On ne sait pas encore qui a été le premier à prononcer cette phrase, devenue désormais célèbre. «Aâche mechtaq temra, ki mat aâlgoulou arjoune», c'est-à-dire «De son vivant, il avait envie d’une datte, à sa mort, on lui accroché un régime de dattes (sur sa tombe, bien sûr).»
Au fil des ans, cette expression a gagné toute sa portée symbolique. Elle revenait à chaque fois qu’un artiste est tiré de l’oubli, non pas par ses œuvres, mais par la mort. Quand un artiste meurt, tout le monde se souvient, subitement, qu’il avait existé un jour. Tout le monde accourt pour ne pas rater l’enterrement et présenter les condoléances.
Combien étaient-ils ces artistes, victimes de l’amnésie collective ? Combien seront-ils ? L’expérience a montré qu’en dehors de l’oubli, l’ingratitude a toujours affecté nos artistes. La culture des hommages «festifs» rendus à l’occasion de «certaines occasions» ne pourra jamais soigner la plaie. Celle de la mauvaise condition dans laquelle ils continuent de vivre pour la plupart d’entre eux.
A défaut d’une reconnaissance tant espérée, ils sont encore dans l’attente d’un statut qui leur garantit leur dignité. Un statut qui tarde encore à voir le jour, plus de 60 ans après l’indépendance. Alors, que dire des projets de loi qui traînent encore sur leur protection socioprofessionnelle, leur prise en charge sanitaire et la protection de leurs œuvres contre le piratage. Un retard que les artistes continuent de payer le prix, pour ne pas dire autre chose.
Mais en fait, l’artiste en Algérie se sent-il bien dans sa peau d’artiste ? On est tenté de dire non, quand on sait que des artistes vivants ou morts sont toujours méconnus par la jeune génération. Leurs noms ne sont jamais évoqués dans les manuels scolaires.
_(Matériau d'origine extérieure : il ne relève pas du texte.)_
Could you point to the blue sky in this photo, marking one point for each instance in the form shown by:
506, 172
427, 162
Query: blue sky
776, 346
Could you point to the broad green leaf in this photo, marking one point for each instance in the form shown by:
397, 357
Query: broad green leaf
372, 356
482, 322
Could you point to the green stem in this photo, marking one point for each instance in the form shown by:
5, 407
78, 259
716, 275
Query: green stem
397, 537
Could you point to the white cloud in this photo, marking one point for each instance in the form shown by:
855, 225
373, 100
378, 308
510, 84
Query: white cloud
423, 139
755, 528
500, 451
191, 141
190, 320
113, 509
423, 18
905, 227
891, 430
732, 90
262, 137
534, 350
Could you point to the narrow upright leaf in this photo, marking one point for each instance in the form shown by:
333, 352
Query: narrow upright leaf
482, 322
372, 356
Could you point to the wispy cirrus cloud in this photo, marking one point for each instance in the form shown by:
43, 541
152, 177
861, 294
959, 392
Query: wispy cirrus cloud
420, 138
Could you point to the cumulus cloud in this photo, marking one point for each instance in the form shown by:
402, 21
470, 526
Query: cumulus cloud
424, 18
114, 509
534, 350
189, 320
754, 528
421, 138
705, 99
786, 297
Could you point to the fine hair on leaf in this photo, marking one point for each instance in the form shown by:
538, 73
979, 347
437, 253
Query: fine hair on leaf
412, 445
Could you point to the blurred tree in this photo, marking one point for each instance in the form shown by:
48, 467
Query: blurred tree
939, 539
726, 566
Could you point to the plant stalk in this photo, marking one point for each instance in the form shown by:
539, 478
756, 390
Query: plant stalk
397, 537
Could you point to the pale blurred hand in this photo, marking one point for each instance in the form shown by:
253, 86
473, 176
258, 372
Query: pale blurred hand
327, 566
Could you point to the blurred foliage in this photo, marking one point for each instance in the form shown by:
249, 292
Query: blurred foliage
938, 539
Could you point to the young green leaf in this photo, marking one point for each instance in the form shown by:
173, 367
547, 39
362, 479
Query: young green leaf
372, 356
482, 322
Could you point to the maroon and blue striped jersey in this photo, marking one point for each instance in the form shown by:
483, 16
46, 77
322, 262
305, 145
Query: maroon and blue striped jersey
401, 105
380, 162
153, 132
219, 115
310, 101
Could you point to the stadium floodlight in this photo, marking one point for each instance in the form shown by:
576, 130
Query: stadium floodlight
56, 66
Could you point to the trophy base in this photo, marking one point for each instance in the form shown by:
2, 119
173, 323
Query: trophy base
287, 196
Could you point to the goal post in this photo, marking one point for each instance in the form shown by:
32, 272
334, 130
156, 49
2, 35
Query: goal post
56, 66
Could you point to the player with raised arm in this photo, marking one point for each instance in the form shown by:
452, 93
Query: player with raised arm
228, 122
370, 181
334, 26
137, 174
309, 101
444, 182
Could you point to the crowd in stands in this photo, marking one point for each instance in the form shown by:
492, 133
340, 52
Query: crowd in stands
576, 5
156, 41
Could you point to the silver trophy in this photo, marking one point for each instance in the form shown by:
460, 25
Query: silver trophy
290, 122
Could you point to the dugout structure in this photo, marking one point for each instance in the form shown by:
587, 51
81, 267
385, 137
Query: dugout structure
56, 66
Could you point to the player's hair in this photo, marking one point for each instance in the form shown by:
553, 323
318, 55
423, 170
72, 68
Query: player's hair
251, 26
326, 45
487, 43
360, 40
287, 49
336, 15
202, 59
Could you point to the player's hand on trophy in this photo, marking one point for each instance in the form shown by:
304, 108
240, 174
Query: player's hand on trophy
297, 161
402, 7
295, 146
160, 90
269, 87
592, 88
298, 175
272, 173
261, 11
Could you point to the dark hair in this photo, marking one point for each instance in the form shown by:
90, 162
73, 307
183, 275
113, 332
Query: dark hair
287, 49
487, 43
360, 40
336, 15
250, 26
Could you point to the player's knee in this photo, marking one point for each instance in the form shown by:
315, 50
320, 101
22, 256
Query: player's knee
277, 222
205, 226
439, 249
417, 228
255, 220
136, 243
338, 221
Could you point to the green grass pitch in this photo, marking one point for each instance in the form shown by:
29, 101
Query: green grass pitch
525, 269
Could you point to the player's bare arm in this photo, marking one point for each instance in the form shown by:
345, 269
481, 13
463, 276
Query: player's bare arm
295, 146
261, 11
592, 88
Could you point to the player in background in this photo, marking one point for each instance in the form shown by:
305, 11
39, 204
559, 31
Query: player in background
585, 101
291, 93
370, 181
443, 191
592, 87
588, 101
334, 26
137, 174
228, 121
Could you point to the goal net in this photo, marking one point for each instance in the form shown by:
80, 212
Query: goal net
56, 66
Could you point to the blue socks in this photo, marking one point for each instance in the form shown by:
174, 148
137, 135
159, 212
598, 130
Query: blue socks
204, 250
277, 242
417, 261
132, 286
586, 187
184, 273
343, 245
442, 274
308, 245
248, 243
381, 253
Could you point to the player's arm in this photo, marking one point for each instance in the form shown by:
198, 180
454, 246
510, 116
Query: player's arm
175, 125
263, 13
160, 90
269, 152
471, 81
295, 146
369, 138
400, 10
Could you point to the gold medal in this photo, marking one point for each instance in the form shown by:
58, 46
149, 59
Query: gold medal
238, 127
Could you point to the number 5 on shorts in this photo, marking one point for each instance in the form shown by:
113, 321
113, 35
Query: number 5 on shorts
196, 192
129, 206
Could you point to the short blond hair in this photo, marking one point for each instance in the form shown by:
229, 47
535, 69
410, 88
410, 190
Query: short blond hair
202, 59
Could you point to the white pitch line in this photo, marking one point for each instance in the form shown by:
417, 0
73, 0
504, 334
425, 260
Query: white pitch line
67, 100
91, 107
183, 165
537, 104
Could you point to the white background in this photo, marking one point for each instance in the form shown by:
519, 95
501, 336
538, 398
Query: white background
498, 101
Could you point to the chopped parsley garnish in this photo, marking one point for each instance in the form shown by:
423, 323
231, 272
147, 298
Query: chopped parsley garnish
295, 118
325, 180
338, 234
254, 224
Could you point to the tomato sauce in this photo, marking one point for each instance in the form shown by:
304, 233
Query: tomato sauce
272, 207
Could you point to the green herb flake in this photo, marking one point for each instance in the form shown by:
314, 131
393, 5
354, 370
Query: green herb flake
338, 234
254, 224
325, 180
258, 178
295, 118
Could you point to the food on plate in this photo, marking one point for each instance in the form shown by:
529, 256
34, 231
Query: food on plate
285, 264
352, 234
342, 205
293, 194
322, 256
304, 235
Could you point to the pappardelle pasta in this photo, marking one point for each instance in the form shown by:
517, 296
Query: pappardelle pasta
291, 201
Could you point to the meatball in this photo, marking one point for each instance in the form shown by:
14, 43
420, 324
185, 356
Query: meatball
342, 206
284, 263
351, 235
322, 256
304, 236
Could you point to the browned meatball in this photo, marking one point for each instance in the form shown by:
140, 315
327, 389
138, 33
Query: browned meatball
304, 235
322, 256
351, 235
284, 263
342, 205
Pourtant, cette génération connaît sur les bouts des doigts les exploits d’artistes et de footballeurs étrangers. A propos des oubliés, nous citons, pour l’exemple, le grand Mohamed-Lakhdar Hamina, qui a rapporté à l’Algérie la Palme d’or au Festival de Cannes en 1975 pour son film Chronique des années de braise. La première et unique à ce jour dans le monde arabe. Il faut dire qu’ils sont nombreux à nous envier pour cette Palme d’or. Cela fait déjà 48 ans, mais point de commémoration. On n’omet pas de nommer un autre oublié, Djamel Chenderli, l’un des premiers à filmer au maquis durant la Révolution.
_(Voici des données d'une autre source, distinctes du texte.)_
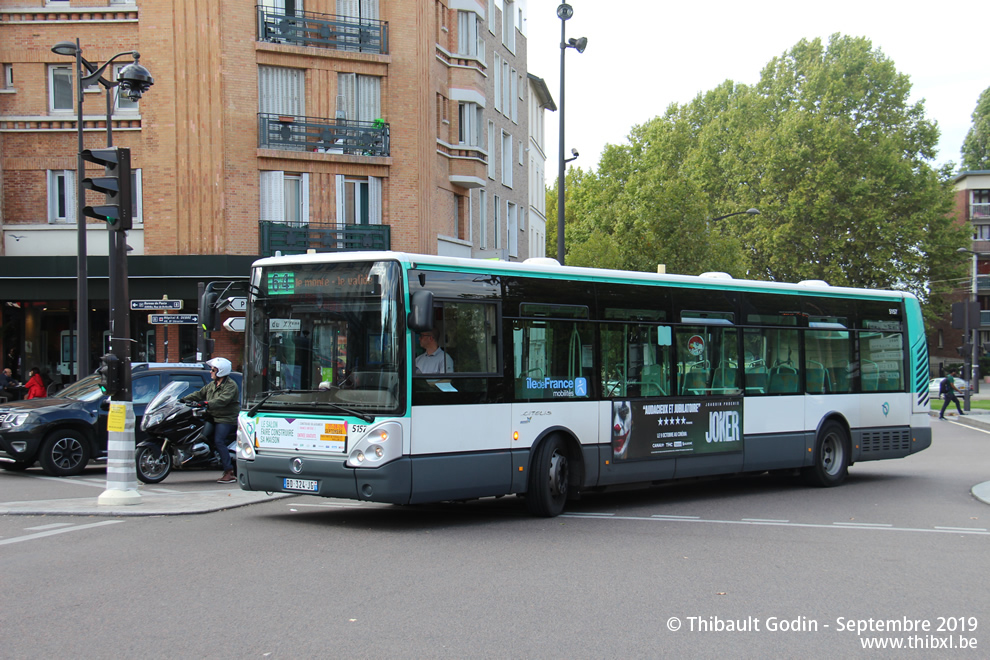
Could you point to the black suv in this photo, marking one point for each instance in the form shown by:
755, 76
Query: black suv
64, 431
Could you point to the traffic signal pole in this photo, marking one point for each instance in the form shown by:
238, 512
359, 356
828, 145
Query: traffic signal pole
121, 476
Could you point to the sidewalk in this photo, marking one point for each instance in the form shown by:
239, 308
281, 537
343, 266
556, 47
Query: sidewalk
152, 504
977, 419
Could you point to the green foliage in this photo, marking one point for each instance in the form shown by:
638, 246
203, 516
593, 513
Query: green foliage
976, 146
826, 145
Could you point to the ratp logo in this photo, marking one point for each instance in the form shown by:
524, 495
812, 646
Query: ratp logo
580, 387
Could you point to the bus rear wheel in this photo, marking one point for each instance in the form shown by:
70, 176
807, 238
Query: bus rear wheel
831, 457
549, 478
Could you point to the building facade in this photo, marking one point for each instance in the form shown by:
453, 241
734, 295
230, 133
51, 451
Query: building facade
273, 127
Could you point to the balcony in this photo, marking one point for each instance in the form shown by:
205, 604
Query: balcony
306, 28
321, 237
334, 136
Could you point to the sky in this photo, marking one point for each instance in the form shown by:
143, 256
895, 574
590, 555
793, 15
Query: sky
643, 55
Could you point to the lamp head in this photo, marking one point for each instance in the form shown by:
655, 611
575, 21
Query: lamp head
579, 44
134, 79
67, 48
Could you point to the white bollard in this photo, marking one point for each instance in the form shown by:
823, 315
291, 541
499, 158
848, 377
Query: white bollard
121, 472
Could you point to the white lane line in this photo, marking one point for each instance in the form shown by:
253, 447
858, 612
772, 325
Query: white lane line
663, 515
962, 529
52, 526
861, 526
52, 532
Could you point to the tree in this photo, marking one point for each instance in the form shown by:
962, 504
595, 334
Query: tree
976, 146
826, 145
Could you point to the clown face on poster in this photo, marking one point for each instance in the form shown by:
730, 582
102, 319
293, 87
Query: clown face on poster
676, 427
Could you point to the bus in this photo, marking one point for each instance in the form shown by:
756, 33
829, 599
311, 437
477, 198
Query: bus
560, 380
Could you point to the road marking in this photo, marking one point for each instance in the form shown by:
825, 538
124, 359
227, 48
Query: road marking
962, 529
52, 532
52, 526
883, 527
662, 515
335, 505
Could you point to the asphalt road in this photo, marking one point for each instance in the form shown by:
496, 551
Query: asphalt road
659, 573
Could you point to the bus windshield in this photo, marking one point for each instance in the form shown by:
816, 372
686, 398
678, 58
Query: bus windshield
326, 338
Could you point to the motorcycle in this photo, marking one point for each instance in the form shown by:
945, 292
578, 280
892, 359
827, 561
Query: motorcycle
180, 436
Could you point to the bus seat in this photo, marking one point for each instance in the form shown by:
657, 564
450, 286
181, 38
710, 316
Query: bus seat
756, 380
783, 380
695, 381
725, 379
839, 379
653, 381
815, 379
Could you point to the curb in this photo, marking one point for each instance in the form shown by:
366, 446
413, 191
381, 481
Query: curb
152, 504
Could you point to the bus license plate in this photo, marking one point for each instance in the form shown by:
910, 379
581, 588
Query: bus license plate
300, 484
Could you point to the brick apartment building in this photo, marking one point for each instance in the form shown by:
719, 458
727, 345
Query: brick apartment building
972, 206
273, 126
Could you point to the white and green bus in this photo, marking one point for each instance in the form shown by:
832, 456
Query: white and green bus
559, 380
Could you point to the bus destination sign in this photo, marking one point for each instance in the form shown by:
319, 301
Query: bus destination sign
681, 427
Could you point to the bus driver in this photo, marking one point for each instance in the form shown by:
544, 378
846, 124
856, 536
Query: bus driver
434, 360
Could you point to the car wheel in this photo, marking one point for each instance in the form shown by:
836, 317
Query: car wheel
64, 453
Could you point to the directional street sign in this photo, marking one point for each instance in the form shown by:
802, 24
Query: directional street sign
237, 304
156, 304
173, 319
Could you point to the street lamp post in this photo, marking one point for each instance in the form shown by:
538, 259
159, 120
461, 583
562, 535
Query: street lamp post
564, 12
974, 332
133, 80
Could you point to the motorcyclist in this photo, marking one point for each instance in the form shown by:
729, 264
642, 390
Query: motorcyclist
222, 404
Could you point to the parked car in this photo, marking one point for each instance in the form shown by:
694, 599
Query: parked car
64, 431
934, 391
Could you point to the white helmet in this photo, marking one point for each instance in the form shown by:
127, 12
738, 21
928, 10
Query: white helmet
222, 365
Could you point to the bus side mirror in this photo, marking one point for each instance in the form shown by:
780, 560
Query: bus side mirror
421, 311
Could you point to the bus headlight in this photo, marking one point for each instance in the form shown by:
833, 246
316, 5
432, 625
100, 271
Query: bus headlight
381, 444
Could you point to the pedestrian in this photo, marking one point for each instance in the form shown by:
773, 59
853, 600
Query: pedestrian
222, 404
35, 386
949, 391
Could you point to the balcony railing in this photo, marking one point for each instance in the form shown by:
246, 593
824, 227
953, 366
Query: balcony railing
306, 28
333, 136
323, 237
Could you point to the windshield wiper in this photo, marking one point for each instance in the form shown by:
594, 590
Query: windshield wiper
347, 411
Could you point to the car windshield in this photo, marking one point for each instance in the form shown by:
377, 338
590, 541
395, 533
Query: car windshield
87, 389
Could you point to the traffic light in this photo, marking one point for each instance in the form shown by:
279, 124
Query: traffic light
208, 314
115, 184
109, 374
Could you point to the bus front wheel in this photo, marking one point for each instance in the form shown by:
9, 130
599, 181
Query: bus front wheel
831, 457
549, 477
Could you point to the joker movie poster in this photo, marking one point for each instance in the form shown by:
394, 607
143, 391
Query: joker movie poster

Un autre nom, Beggar Hadda, morte dans l’indifférence totale, mais aussi Mohamed Boudia et Mohamed Zinet. Il y a également les fondateurs du Festival du théâtre amateur de Mostaganem, Abdelkader Benaïssa, Abdelkader Belmokadem, Hocine Hamadou et Abdelkader Benderdouche, Si Djilali Benabdelhalim et Abdelkader Ould Abderrahmane, dit Kaki.
Dans le monde des arts, on retrouve Abdellah Benanteur. Mais les plus grands oubliés sont les 52 «militants de l’art», dont 41 comédiens, musiciens, poètes et chanteurs qui ont rejoint la troupe artistique du FLN en 1958. Une injustice qui tarde à être réparée.